Kordinator Presidium Perhimpunan Pelajar Indonesia (PPI) se-Dunia, Zulham Effendi, mengatakan, persoalan yang dialami TKI di luarnegeri cukup beragam. Dari gaji yang terbilang rendah, izin kerja yang bermasalah sampai agen yang tidak bertanggung jawab. Belum lagi perlakuan tidak manusia dan pelecehan seksual hingga pemerkosaan yang dilakukan majikan.
"Ada juga yang melarikan diri karena disiksa majikan. Juga ada yang harus menjadi isteri simpanan warga setempat agar aman dan dapat perlindungan," ujar Zulham.
Zulham memperkirakan kasus TKI yang diketahui publik di tanah air saat ini hanya sekitar 10 persen dari keseluruhan kasus yang ada. Sebagian besar dari kasus-kasus itu tidak terekspos, tidak terselesaikan dan bahkan terabaikan.
Pemerintah, menurut Zulham, harus melakukan setidaknya tiga hal demi mengurangi persoalan TKI di masa yang akan datang. Pertama menciptakan lapangan kerja sebanyak mungkin di tanah air. Kedua, kalau pun harus mencari rezeki di luarnegeri pemerintah harus memastikan bahwa TKI yang bekerja di luarnegeri itu memiliki pendidikan dan kompetensi yang memadai. Ketiga, pemerintah juga perlu menciptakan sistem yang mudah dan tidak memberatkan calon TKI yang ingin berangkat ke luar negeri.

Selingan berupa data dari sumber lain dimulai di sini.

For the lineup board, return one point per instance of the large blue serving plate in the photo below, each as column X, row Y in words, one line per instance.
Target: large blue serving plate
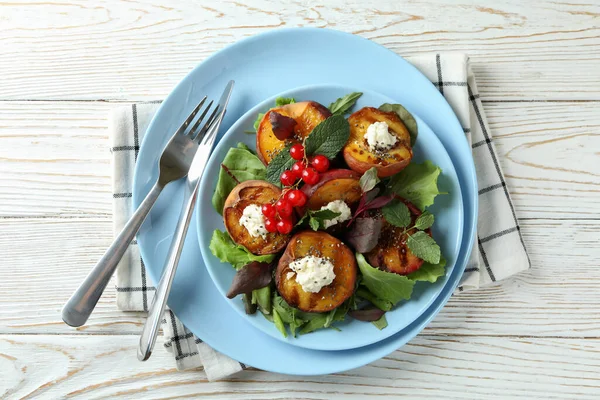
column 448, row 210
column 262, row 67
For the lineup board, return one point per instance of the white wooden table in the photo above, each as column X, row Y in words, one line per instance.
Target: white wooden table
column 65, row 64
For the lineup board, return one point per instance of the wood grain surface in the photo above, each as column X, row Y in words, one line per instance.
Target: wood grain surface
column 66, row 63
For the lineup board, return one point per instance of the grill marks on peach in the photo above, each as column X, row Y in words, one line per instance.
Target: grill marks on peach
column 318, row 244
column 246, row 193
column 357, row 153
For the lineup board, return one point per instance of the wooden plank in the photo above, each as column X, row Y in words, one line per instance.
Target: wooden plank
column 140, row 50
column 44, row 259
column 429, row 367
column 54, row 157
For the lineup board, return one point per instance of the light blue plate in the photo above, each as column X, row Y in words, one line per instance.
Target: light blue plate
column 447, row 230
column 263, row 66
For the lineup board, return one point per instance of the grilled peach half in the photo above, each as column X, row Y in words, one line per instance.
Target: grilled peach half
column 243, row 195
column 392, row 253
column 318, row 244
column 357, row 153
column 307, row 114
column 335, row 184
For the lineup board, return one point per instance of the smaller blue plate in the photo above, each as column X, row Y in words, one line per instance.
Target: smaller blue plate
column 447, row 230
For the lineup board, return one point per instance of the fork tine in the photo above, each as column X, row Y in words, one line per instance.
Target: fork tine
column 191, row 131
column 206, row 125
column 189, row 119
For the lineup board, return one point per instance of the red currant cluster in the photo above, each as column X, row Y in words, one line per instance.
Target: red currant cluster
column 308, row 174
column 279, row 216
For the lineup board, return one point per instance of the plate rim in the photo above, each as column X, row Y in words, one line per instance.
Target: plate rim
column 466, row 171
column 207, row 184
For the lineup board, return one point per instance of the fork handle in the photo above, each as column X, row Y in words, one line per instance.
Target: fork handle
column 81, row 304
column 152, row 325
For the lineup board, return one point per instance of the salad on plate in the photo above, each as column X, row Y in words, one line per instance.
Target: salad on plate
column 328, row 219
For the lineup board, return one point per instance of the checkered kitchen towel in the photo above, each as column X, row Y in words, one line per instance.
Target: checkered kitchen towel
column 498, row 253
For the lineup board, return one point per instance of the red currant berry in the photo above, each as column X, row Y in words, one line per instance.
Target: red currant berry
column 271, row 225
column 284, row 226
column 269, row 210
column 297, row 168
column 310, row 176
column 287, row 178
column 297, row 151
column 320, row 163
column 297, row 198
column 284, row 208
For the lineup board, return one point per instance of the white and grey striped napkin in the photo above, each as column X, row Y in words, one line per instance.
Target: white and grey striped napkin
column 498, row 252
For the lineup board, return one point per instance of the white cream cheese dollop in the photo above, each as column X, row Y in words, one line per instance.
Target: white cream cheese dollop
column 313, row 273
column 254, row 221
column 379, row 137
column 337, row 206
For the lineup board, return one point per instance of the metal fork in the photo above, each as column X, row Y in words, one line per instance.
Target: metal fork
column 207, row 139
column 174, row 164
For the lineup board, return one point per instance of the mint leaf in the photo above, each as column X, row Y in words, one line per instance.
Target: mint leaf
column 396, row 213
column 342, row 105
column 259, row 118
column 417, row 183
column 407, row 119
column 282, row 101
column 239, row 165
column 369, row 180
column 281, row 162
column 328, row 138
column 386, row 285
column 381, row 323
column 227, row 251
column 423, row 246
column 425, row 221
column 429, row 272
column 316, row 219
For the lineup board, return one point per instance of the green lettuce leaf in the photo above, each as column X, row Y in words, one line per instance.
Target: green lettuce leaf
column 262, row 298
column 385, row 285
column 417, row 183
column 239, row 164
column 282, row 101
column 227, row 251
column 429, row 272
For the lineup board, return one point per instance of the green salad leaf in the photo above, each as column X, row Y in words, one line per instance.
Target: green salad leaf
column 406, row 117
column 328, row 138
column 227, row 251
column 281, row 162
column 423, row 246
column 262, row 298
column 282, row 101
column 417, row 183
column 425, row 221
column 369, row 180
column 343, row 105
column 316, row 219
column 429, row 272
column 396, row 213
column 240, row 164
column 279, row 323
column 386, row 285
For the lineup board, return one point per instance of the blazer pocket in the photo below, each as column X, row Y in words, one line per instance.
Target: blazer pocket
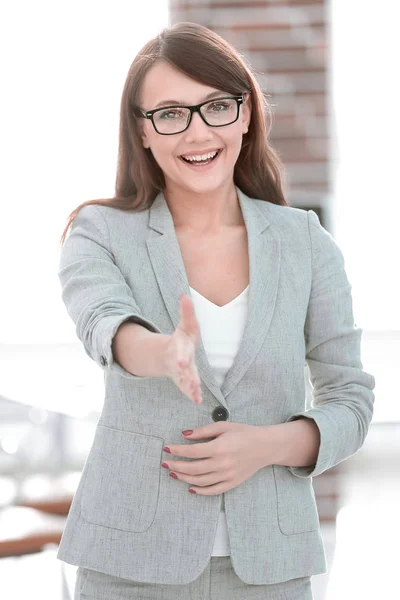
column 122, row 479
column 297, row 508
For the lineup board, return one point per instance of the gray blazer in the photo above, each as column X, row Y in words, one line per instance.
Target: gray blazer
column 130, row 519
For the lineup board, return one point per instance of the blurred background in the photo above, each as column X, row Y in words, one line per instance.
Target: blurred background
column 330, row 71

Dalam penjelasan yang diterima redaksi, Zulham mengatakan bahwa pelajar Indonesia di luarnegeri juga terpanggil membenahi persoalan TKI. Pengurus PPI di sejumlah negara mempelopori berdirinya Universitas Terbuka dan berbagai pelatihan untuk meningkatkan kompetensi TKI. Juga ada yang membantu mendirikan sekolah untuk anak-anak TKI yang dianggap ilegal.
"Agar bisa terus berperan untuk mendampigi TKI, PPI telah membentuk HelpCenter TKI yang dimulai dari tingkat ASEAN dengan PPI Malaysia sebagai kordinator wilayah ASEAN," ujar Zulham lagi.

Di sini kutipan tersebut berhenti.